Figure 3: Stair ascent with articulating and locked knee. Infant refused to ascend stairs with knee locked.

Success in functional activities was reduced when the knee was locked (Figure 3). Several activities that are part of typical toddler development either became biomechanically impossible or were refused by the infant when the knee was locked but were successfully completed with the articulating knee. During other activities, the subject used an abnormal posture or motor pattern to complete the task. For example, tall kneeling was achieved with the knee locked, but the child kneeled on only the contralateral limb, abducting the ipsilateral hip substantially to rest the prosthetic foot to the side.

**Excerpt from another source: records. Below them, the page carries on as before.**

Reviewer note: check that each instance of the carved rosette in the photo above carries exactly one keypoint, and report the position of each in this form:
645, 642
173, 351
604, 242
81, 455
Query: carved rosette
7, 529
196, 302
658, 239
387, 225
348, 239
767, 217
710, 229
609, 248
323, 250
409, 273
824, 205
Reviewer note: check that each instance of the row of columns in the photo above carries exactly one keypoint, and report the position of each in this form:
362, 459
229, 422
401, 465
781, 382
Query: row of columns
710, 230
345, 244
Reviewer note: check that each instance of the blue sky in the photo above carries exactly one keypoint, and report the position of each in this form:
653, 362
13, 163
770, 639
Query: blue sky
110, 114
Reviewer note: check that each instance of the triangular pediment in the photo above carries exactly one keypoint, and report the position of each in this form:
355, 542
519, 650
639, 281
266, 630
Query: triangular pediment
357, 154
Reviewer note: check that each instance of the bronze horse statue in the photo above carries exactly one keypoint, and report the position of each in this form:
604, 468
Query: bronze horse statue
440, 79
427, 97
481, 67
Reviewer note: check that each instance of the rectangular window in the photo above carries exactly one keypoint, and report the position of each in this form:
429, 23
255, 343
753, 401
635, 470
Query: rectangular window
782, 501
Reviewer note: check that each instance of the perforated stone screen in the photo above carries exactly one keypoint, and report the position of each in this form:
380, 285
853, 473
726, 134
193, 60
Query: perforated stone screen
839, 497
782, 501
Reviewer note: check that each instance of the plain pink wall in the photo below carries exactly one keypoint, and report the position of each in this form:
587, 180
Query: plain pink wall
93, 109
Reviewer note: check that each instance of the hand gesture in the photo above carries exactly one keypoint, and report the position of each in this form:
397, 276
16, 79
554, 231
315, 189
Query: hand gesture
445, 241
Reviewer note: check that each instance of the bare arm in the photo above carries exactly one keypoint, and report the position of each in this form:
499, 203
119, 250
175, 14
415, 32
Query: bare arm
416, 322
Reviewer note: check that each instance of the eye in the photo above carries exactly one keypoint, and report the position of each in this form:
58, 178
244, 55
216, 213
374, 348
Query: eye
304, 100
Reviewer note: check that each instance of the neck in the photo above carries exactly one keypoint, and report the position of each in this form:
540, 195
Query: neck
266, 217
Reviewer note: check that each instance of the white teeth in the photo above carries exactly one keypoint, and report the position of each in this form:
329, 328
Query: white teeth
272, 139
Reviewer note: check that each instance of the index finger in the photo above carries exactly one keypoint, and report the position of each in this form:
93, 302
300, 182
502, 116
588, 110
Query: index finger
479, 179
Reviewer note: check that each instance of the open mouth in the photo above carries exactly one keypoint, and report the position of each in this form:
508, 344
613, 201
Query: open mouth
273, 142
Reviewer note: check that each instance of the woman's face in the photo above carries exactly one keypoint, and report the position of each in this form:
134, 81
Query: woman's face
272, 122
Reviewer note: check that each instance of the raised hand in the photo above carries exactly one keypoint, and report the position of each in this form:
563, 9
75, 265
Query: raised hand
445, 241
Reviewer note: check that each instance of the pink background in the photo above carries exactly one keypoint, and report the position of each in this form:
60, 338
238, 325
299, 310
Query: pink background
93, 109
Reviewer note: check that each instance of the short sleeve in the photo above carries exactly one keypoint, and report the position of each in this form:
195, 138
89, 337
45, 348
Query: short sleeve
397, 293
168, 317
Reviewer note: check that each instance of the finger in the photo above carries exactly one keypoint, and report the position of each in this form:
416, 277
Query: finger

These results suggest that the inclusion of an articulating prosthetic knee component in perambulatory infants will allow more normal motor patterns to emerge and will promote success in the development of walking and age-appropriate functional activities.

REFERENCES

  1. Wilk BS, Karol L, Halliday S, Cummings D, Haideri N, Stephenson J. Transition to an articulating knee prosthesis in pediatric amputees. J Prosthet Orthot 1999;11(3):69-74.

  2. Giavedoni BJ, Coulter-O’Berry C, Geil MD. The impact of articulated knees on infants and toddlers. American Academy of Orthotics and Prosthetics Journal of Proceedings, 2002.

  3. Andrysek J, Naumann S, Cleghorn W. Design characteristics of pediatric prosthetic knees. IEEE Trans Neural Syst Rehabil 2004;12(4):369-378.

  4. Cummings D, Kapp S. Lower limb pediatric prosthetics: General considerations and philosophy. J Prosthet Orthot 1992;4(4):196-206.